Wide Open Spaces: the grasslands of South Dakota

    After arriving in Rapid City, South Dakota, I promptly tested positive for COVID. This meant I spent the first two weeks quarantining alone and working from home. Home here is a little house in the hills surrounded by ponderosa pines, white-tailed deer, and the occasional turkey. But this last week I was finally able to go into the office and out into the field. And what a field it is!

Three white-tailed deer in a lawn surrounded by ponderosa pines look towards the camera.
These white-tailed deer that graze the lawn were some of my only company as I quarantined. Unfortunately, they’d bolt at any sudden noise or movement.

    Coming from the thickly forested west side of Washington state, the wide open spaces of the Midwest are something to get used to. There’s seemingly just grass for miles, with maybe a scrappy-looking cottonwood or two sprinkled in every now and then, almost as an afterthought. It makes me feel prone and nearly agoraphobic, causing me to empathize with rabbits and other critters that get spotted and scooped away by birds of prey.

    My first day out in the expansive fields of Buffalo Gap National Grassland was spent working on our plot for BromeCast. Bromus tectorum, also known as downy brome or cheatgrass, is an invasive species that outcompetes the native grasses on rangelands. Oftentimes the cows will graze the grass down, but if it is missed, B. tectorum dries out and becomes fuel for wildfires. The BromeCast project aims to predict the invasion of B. tectorum in order to better control the spread.

Our BromeCast site. B. tectorum seeds have been planted along the transect tape.
Myesa looking for the planted B. tectorum along the transect.
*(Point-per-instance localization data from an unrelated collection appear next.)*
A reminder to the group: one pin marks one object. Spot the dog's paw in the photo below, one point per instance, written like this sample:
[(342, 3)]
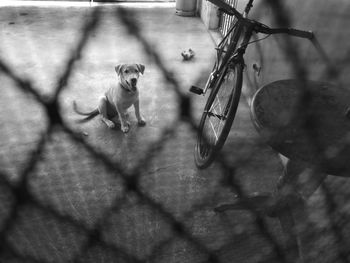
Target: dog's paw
[(110, 124), (125, 127), (141, 122)]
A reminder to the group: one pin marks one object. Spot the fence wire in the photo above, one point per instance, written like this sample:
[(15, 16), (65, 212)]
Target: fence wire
[(127, 223)]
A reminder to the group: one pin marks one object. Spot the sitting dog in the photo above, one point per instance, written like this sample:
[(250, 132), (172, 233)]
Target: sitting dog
[(119, 98)]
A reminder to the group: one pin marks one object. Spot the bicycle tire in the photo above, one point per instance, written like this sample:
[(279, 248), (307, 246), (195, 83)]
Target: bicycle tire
[(205, 149)]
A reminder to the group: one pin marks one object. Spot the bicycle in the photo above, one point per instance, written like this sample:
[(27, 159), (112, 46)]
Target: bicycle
[(225, 80)]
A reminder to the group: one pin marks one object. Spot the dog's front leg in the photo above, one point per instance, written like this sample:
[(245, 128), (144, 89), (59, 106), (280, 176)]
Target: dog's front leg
[(125, 126), (102, 108), (139, 118)]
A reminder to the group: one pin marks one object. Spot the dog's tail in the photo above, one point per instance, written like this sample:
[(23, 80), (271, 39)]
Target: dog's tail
[(90, 115)]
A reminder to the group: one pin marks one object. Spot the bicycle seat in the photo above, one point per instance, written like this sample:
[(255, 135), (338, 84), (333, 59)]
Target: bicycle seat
[(307, 122)]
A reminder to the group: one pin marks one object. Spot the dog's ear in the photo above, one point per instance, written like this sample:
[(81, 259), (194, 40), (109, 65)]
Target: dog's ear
[(118, 69), (141, 68)]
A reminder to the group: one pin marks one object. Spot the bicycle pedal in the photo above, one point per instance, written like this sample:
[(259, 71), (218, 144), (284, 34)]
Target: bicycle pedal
[(196, 90)]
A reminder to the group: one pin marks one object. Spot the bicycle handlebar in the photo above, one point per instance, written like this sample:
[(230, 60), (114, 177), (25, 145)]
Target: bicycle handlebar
[(289, 31), (258, 27), (226, 8)]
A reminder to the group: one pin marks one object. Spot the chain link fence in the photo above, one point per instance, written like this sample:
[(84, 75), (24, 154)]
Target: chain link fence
[(64, 198)]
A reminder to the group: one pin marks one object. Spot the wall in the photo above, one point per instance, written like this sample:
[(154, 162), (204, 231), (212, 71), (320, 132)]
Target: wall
[(328, 19)]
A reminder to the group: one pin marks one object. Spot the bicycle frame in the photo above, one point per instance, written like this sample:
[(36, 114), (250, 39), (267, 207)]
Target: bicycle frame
[(243, 30), (241, 26)]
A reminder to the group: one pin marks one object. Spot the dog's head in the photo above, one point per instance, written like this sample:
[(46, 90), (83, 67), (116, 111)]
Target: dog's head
[(129, 74)]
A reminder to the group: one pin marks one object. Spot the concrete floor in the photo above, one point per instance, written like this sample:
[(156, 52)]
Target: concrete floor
[(36, 43)]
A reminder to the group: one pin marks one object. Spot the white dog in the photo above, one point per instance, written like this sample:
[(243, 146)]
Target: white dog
[(119, 98)]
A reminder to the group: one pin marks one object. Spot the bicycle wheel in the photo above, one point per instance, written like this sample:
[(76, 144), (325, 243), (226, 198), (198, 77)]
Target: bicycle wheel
[(219, 113)]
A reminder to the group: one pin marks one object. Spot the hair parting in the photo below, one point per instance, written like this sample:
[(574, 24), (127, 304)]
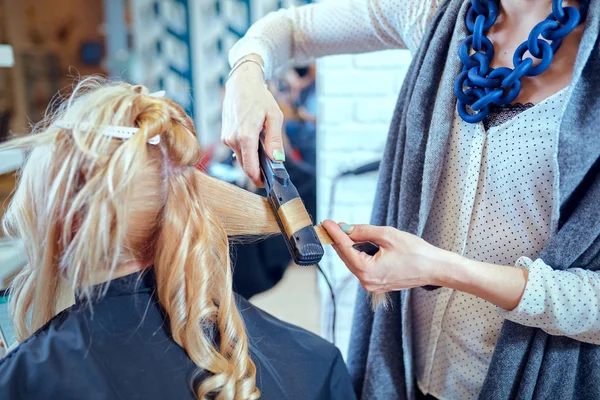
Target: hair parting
[(86, 204)]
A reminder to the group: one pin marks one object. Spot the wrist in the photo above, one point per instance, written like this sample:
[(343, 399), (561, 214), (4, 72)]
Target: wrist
[(250, 66), (451, 270)]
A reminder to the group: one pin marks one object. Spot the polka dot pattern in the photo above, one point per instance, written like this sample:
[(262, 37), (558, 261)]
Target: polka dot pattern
[(493, 204), (559, 302)]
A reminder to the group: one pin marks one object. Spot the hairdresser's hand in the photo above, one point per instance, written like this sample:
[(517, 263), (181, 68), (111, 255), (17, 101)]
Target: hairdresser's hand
[(403, 261), (249, 107)]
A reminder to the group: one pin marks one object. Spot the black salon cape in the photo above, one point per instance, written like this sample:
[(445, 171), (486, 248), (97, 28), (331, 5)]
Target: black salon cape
[(124, 351)]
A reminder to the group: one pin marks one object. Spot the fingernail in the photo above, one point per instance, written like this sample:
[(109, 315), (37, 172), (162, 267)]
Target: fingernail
[(278, 155), (347, 229)]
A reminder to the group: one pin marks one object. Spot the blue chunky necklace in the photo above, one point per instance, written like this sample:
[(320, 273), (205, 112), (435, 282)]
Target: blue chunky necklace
[(479, 85)]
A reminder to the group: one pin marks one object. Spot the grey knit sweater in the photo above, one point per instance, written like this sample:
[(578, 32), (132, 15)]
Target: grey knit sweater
[(527, 362)]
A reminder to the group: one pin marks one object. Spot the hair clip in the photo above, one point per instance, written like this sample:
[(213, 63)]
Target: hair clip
[(118, 132)]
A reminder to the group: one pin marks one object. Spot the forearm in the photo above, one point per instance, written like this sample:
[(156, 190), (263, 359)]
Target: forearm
[(498, 284)]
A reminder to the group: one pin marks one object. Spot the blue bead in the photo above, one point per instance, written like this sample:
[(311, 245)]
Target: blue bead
[(489, 98), (482, 81), (479, 7), (478, 32), (537, 30), (558, 11), (517, 73), (472, 118), (458, 89), (547, 55), (573, 20), (478, 85)]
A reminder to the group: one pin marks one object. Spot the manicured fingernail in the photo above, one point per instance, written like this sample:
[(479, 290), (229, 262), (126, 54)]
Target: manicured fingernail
[(347, 229), (278, 155)]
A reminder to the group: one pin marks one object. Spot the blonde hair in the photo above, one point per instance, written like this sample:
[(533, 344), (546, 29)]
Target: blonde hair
[(87, 203)]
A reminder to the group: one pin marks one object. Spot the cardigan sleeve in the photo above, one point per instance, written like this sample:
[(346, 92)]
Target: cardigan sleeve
[(300, 34), (563, 303)]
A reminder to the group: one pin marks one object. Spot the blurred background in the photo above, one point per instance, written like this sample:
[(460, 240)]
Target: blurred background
[(337, 112)]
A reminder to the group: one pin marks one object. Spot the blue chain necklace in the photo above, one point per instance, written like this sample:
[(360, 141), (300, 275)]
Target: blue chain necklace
[(479, 85)]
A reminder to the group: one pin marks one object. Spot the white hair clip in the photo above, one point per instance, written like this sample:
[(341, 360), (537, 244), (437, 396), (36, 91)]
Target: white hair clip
[(118, 132)]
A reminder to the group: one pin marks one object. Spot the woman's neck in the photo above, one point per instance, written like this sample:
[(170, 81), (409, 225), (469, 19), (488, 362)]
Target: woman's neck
[(122, 270), (518, 10)]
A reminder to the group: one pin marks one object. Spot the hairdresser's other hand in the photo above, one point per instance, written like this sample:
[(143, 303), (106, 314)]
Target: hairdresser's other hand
[(403, 260), (249, 107)]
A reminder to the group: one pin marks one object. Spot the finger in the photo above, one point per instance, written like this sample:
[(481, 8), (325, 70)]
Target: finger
[(337, 234), (273, 140), (354, 259), (380, 235), (249, 155)]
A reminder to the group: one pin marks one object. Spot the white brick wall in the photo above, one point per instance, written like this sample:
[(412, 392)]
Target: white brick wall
[(356, 96)]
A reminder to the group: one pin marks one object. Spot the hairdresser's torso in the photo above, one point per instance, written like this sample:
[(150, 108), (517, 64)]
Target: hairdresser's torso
[(123, 350)]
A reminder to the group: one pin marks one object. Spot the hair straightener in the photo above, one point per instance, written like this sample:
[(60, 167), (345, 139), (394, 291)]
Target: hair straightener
[(296, 225), (304, 242)]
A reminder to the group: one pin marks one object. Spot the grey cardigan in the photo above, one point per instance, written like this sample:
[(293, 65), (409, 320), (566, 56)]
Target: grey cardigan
[(527, 362)]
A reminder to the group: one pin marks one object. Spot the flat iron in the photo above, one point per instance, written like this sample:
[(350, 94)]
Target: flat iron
[(302, 239)]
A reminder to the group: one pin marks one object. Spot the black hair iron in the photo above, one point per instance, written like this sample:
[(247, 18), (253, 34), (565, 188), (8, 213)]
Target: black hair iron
[(301, 238), (296, 225)]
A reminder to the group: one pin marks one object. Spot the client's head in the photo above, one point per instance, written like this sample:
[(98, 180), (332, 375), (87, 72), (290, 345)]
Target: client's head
[(90, 207)]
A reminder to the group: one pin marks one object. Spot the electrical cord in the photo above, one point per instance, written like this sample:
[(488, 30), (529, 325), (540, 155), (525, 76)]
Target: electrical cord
[(370, 167), (331, 291)]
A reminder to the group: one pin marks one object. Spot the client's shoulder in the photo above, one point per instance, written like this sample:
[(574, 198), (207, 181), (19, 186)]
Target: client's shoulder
[(267, 332), (31, 369)]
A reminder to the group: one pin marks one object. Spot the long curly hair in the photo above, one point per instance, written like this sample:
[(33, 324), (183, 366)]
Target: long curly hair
[(86, 204)]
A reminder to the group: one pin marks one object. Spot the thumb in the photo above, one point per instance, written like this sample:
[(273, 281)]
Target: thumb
[(273, 140), (380, 235)]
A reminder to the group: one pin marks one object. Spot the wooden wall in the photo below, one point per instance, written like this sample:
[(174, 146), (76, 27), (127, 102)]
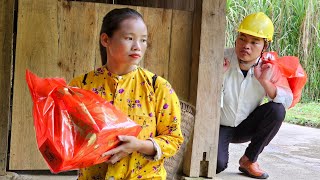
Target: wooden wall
[(6, 43), (187, 5), (201, 155), (60, 39)]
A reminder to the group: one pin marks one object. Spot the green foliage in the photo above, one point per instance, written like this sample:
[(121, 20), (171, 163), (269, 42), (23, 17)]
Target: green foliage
[(306, 114), (297, 33)]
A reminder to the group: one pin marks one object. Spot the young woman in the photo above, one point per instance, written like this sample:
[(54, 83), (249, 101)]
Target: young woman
[(147, 99)]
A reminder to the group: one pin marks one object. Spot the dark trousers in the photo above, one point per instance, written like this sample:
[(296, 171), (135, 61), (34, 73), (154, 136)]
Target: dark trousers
[(260, 127)]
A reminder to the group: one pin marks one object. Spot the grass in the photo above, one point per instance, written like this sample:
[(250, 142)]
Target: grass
[(306, 114)]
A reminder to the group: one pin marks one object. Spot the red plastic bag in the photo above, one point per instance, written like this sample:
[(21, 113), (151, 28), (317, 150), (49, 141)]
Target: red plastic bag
[(74, 126), (292, 70)]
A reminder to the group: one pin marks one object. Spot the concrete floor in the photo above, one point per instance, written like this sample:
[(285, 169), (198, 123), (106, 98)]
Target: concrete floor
[(294, 154)]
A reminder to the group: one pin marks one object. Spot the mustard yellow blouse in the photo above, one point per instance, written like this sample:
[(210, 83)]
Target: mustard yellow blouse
[(155, 108)]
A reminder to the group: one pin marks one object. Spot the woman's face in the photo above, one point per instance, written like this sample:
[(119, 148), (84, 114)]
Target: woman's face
[(249, 48), (128, 44)]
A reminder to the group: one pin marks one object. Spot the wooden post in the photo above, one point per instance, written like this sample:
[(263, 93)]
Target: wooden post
[(6, 44), (201, 159)]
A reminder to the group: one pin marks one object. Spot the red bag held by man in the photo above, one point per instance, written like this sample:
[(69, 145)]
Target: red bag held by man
[(74, 127), (291, 69)]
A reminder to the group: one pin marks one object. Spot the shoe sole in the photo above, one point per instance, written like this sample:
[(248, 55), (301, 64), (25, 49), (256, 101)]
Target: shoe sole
[(263, 176)]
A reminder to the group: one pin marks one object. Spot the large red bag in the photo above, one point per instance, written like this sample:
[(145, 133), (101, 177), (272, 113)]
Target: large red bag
[(292, 70), (74, 126)]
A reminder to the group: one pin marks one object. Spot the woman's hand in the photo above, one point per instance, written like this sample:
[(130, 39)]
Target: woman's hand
[(129, 145)]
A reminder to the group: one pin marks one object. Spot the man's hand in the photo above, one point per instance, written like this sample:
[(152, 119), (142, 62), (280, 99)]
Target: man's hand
[(267, 72), (129, 145), (226, 65)]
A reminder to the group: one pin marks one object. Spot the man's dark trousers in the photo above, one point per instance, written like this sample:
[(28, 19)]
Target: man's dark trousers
[(260, 127)]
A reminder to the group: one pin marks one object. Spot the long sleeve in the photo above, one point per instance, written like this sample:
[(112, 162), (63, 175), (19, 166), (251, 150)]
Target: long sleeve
[(168, 113)]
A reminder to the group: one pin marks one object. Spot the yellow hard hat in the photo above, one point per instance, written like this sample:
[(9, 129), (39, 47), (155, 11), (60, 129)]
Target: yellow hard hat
[(258, 25)]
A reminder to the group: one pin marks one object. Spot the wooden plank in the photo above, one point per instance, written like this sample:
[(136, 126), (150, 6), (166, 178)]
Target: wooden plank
[(196, 30), (79, 30), (37, 50), (180, 53), (207, 120), (187, 5), (157, 55), (6, 44)]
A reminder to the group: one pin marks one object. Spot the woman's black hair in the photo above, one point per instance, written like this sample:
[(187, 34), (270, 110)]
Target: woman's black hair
[(111, 23)]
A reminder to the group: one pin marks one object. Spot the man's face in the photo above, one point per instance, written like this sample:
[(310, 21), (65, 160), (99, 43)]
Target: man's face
[(249, 48)]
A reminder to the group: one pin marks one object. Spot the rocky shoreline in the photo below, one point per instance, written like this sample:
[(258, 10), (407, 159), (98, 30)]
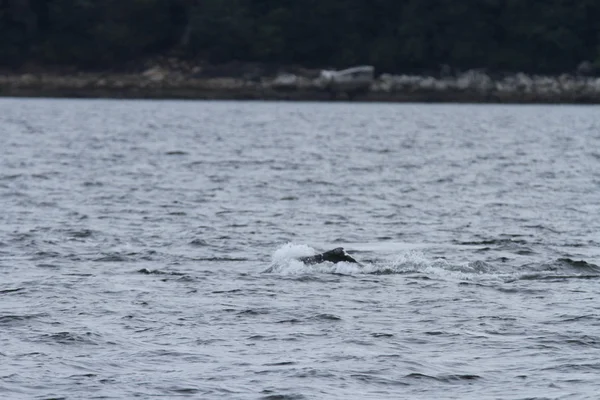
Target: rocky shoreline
[(159, 82)]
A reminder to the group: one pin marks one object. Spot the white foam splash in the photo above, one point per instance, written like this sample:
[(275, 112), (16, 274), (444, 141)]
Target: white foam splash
[(285, 262)]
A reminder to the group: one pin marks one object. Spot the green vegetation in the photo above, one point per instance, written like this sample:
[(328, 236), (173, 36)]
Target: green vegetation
[(542, 36)]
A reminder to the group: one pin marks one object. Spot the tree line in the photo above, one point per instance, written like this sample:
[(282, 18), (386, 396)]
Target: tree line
[(541, 36)]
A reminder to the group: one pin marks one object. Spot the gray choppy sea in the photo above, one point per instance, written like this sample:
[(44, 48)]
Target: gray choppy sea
[(147, 250)]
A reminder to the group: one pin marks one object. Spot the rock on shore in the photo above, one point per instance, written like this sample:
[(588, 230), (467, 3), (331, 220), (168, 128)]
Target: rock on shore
[(195, 82)]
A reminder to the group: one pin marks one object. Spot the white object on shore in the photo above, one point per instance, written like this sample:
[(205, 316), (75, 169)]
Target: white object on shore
[(351, 79)]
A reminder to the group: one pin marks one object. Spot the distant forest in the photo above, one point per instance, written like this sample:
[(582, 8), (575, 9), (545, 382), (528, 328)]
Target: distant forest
[(541, 36)]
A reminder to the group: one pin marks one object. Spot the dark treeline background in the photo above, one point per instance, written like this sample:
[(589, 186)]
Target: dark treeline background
[(543, 36)]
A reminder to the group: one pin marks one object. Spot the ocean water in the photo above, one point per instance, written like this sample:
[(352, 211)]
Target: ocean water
[(148, 250)]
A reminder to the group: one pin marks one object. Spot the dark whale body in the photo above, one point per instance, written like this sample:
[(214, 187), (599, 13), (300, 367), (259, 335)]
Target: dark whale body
[(335, 256)]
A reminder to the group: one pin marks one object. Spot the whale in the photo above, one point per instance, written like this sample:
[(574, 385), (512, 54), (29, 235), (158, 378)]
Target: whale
[(334, 256)]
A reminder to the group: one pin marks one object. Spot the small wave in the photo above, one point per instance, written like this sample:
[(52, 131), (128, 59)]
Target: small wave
[(71, 338), (147, 271), (579, 265), (6, 291), (111, 258), (445, 378)]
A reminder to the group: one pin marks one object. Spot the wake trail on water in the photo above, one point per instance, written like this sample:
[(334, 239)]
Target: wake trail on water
[(415, 263)]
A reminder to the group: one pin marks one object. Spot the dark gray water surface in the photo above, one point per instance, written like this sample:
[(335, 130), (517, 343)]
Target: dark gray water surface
[(146, 250)]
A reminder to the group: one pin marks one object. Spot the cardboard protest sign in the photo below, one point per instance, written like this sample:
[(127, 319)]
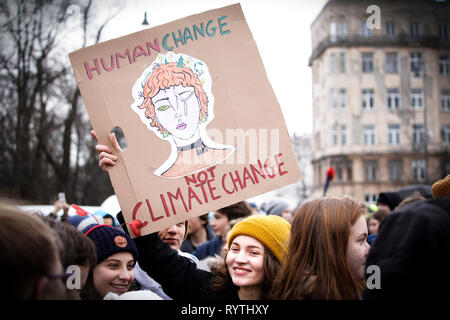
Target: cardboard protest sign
[(201, 121)]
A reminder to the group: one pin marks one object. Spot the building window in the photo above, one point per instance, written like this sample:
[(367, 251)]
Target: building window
[(343, 98), (393, 99), (342, 62), (394, 134), (368, 99), (391, 62), (333, 98), (369, 135), (342, 29), (365, 31), (349, 170), (418, 134), (370, 170), (444, 65), (334, 135), (395, 170), (446, 135), (344, 135), (332, 63), (333, 33), (390, 28), (414, 29), (443, 31), (418, 170), (339, 167), (445, 100), (417, 101), (367, 62), (416, 63), (370, 198)]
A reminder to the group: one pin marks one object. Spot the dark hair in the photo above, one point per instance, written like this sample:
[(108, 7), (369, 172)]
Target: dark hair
[(416, 196), (74, 248), (88, 292), (271, 266), (315, 266), (236, 210), (380, 215)]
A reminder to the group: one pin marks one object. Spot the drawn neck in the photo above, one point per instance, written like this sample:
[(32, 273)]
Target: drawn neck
[(180, 143)]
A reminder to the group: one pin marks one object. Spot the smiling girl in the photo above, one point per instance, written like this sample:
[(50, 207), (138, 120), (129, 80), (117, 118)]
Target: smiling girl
[(116, 257), (327, 252), (256, 249)]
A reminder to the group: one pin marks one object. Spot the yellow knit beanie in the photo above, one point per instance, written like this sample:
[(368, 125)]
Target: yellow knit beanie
[(272, 231), (441, 188)]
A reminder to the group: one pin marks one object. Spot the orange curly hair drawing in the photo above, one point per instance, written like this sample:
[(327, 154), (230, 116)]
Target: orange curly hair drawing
[(164, 77)]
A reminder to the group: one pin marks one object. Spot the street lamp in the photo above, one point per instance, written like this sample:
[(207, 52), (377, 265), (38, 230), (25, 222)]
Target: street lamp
[(417, 74), (145, 22)]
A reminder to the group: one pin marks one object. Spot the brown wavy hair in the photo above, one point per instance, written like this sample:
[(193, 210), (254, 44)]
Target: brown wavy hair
[(271, 266), (165, 76), (316, 264)]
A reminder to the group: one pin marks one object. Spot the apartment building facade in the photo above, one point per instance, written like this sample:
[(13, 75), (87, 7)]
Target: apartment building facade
[(381, 95)]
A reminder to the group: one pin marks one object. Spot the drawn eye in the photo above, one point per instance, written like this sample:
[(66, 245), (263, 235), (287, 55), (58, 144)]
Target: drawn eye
[(163, 108)]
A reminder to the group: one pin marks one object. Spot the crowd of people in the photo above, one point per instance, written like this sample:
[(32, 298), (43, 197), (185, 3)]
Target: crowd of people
[(321, 250)]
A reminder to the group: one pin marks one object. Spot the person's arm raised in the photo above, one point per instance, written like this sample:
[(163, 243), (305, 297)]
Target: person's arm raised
[(106, 156)]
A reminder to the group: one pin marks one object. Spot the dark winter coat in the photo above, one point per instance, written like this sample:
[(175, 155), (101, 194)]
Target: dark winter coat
[(412, 252)]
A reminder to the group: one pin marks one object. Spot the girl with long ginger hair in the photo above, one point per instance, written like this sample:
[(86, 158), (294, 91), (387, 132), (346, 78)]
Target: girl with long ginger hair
[(173, 98), (326, 254)]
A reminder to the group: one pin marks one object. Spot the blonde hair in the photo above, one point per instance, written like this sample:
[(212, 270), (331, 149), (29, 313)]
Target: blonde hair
[(166, 76), (28, 251)]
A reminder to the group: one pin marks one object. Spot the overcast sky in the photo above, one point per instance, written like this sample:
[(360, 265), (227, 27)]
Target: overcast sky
[(280, 28)]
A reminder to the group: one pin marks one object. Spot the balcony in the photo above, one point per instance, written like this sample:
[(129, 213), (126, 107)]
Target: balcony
[(356, 40)]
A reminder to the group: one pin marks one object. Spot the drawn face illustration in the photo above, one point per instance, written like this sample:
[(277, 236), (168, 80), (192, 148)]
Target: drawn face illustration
[(177, 110)]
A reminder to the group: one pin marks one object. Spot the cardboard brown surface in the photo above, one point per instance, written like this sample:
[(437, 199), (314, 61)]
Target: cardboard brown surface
[(244, 147)]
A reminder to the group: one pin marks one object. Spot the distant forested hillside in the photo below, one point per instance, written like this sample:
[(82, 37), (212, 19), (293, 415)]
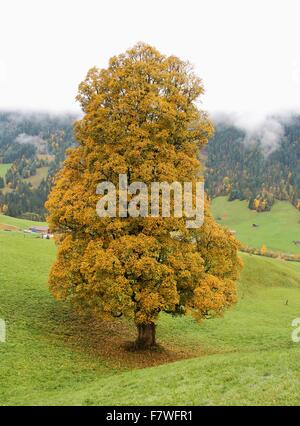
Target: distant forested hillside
[(258, 167), (32, 148)]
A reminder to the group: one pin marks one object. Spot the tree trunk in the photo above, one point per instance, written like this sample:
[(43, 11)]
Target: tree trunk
[(146, 336)]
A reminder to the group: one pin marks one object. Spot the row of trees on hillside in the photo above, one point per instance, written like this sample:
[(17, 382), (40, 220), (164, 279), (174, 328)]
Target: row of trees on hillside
[(240, 168)]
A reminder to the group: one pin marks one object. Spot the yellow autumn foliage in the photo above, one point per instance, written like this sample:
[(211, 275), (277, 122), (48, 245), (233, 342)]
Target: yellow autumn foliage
[(140, 119)]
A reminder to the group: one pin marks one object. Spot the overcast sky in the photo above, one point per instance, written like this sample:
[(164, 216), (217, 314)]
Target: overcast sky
[(247, 52)]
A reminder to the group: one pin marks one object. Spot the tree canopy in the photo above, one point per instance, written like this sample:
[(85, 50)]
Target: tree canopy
[(140, 119)]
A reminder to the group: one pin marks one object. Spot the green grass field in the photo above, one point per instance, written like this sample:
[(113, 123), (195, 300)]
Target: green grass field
[(277, 229), (52, 357), (3, 169)]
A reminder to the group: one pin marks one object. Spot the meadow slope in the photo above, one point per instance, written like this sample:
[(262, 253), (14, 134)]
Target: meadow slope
[(53, 358), (276, 229)]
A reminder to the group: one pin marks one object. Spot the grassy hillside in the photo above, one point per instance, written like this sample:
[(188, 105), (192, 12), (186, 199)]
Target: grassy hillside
[(3, 169), (52, 357), (277, 228)]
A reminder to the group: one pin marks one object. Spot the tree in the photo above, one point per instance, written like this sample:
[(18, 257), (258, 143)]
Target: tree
[(140, 120)]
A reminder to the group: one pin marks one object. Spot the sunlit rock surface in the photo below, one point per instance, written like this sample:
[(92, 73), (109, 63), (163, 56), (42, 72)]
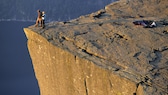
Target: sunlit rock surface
[(104, 53)]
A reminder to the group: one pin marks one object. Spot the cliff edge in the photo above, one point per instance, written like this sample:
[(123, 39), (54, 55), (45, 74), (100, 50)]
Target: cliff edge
[(104, 53)]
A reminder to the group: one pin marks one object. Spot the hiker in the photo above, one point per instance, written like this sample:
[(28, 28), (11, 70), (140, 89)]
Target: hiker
[(39, 18), (43, 19)]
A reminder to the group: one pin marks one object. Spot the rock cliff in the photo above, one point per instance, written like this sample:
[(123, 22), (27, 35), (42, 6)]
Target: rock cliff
[(104, 53)]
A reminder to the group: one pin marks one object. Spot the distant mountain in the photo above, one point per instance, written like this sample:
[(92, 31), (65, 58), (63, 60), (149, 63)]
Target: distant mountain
[(55, 9)]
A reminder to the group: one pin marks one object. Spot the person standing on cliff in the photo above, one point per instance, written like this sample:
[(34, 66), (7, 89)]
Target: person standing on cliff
[(43, 19), (39, 18)]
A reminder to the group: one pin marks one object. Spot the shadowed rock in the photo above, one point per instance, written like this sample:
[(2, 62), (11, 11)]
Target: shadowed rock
[(103, 53)]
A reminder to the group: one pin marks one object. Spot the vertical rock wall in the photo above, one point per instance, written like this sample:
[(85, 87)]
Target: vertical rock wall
[(60, 73)]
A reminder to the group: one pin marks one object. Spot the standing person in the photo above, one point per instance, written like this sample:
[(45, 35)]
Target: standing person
[(43, 19), (39, 18)]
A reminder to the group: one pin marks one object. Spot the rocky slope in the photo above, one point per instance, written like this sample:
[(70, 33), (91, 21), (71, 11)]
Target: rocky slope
[(104, 53)]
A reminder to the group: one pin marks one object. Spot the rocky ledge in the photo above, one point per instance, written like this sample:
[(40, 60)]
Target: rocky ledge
[(109, 40)]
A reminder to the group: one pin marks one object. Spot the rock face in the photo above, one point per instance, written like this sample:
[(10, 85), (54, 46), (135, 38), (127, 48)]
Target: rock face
[(103, 53)]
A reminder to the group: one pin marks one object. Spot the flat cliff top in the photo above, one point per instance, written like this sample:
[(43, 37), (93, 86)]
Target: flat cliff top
[(109, 39)]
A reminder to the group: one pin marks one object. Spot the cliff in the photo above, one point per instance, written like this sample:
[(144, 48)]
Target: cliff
[(104, 53)]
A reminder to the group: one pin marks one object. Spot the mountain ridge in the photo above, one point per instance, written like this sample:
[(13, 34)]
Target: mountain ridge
[(109, 39)]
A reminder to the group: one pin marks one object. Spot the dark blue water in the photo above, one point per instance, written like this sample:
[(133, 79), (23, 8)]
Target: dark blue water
[(16, 70)]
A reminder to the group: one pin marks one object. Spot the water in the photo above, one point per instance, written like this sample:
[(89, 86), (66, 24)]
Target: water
[(16, 71)]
    In the fall, my mentor, Jacqueline Ott, planted B. tectorum seeds attached to toothpicks (for locating the plants later) along transects with bare and control conditions. Our job now is to record the amount of seeds that successfully germinated and were still alive and the surrounding plant composition. Unfortunately, the number of survivors was very low– we hypothesized that this could be because the toothpicks planted the cheatgrass seeds deeper than normal. It is an interesting feeling to be frustrated by an invasive species’ apparent lack of fecundity.

   Although the vastness of the grasslands is new to me, a lot of the plants are familiar. The ponderosa pine forest system exists in eastern Washington and I was surprised that pinedrops (Pterospora andromedea), which is a flower I got tattooed with some other people in memory of an excellent field summer in Washington, is actually much more common out in South Dakota than there!

    My coworker, Myesa, is also the type of person who stops at every new flower and can take an hour to hike half a mile. We went on a little day trip to Wyoming to check out Devil’s Tower and saw lots of neat plants.

Balsamhoriza sagittata,
Arrowleaf balsamroot

Castilleja sessiflora,
Downy paintbrush
Escobaria missouriensis,
Missouri Foxtail Cactus
Viola pedatifida,
Prairie violet

    Coming to a fresh ecoregion is exciting because it tests my plant identification skills: some plants I recognize as old friends, like Balsamhoriza sagittata; others I can identify the genus but the species itself is a stranger, as was the case with Castilleja sessiflora. And even further up the taxonomic tree, I am encountering families that are new to me: unpictured, but Myesa showed me some vegetative Apocynum androsaemifolium of Apocynaceae.

    I’ve only been out and about for one week now and I’ve already seen so many new things. I’m excited for the summer and what it holds.

The inimitable Devil’s Tower, also called Bear Lodge.